Member of the Washington House of Representatives from the 1st district
- In office December 3, 2010 – January 9, 2017
- Preceded by: Mark Ericks
- Succeeded by: Shelley Kloba

Personal details
- Born: Luis Saúl Moscoso May 13, 1950 (age 76) Dubuque, Iowa, U.S.
- Party: Democratic
- Alma mater: University of Iowa (BA)
- Profession: Government Relations Director Union President Transit Operator, Trainer, Dispatcher, and Supervisor
- Website: Official

= Luis Moscoso =

American politician (born 1950)

Luis Saúl Moscoso (born May 13, 1950) is a former Washington State Representative from the 1st Legislative District, Position 2. He is a retired public servant having served 33 years in the public sector.
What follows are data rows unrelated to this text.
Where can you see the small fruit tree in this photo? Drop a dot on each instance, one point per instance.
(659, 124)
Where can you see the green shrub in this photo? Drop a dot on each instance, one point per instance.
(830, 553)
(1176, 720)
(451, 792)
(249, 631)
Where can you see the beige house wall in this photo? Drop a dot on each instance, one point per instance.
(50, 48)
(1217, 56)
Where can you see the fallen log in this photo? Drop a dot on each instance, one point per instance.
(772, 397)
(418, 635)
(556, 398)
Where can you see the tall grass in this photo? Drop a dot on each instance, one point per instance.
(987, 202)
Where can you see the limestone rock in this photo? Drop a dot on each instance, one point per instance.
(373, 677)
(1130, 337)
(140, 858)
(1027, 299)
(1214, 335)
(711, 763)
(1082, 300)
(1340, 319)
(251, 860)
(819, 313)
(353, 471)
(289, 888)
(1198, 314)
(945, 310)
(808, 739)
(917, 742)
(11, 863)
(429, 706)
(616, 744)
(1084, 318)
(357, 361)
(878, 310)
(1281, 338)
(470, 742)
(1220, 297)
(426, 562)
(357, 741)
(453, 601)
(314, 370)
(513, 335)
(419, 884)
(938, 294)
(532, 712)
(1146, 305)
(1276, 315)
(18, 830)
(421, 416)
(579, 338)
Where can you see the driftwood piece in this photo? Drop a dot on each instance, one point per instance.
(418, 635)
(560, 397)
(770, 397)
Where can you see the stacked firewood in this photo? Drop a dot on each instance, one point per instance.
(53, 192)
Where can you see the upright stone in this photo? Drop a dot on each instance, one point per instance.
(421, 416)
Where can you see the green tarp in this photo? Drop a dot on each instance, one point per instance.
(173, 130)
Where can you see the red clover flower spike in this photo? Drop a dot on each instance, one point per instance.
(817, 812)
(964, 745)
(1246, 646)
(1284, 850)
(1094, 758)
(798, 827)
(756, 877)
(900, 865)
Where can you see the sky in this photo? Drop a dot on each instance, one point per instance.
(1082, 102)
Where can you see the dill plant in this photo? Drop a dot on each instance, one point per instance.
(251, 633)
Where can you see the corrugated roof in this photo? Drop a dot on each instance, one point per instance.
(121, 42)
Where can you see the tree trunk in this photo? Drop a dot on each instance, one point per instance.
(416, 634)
He most recently served as the Director of Government Relations for the Washington Public Employees Association/UFCW Local 365 in Olympia, Washington where he oversaw and coordinated the WPEA's Legislative-Political program and issues advocacy agendas.

Moscoso served three terms as Secretary of the Washington State Democratic Party. He is President of the Board of the Institute for Washington's Future and has served on various public and community boards including the Transportation Policy Board (Puget Sound Regional Council), City of Mountlake Terrace Community Policing Advisory Board and the Neutral Zone.

He is an organizer and former Executive Committee member of the NAACP-Snohomish County. He organized the Snohomish County Citizens Committee for Human Rights that wrote and promoted a local county ordinance to establish a local Human Rights Commission.

Moscoso, a first generation Peruvian American, moved from Iowa to Snohomish County, Washington in 1976 after receiving his Bachelor of Arts in Anthropology from the University of Iowa. He later joined Community Transit and organized Amalgamated Transit Union Local 1576 for county bus drivers in 1977, serving four terms as their first President/Business Agent.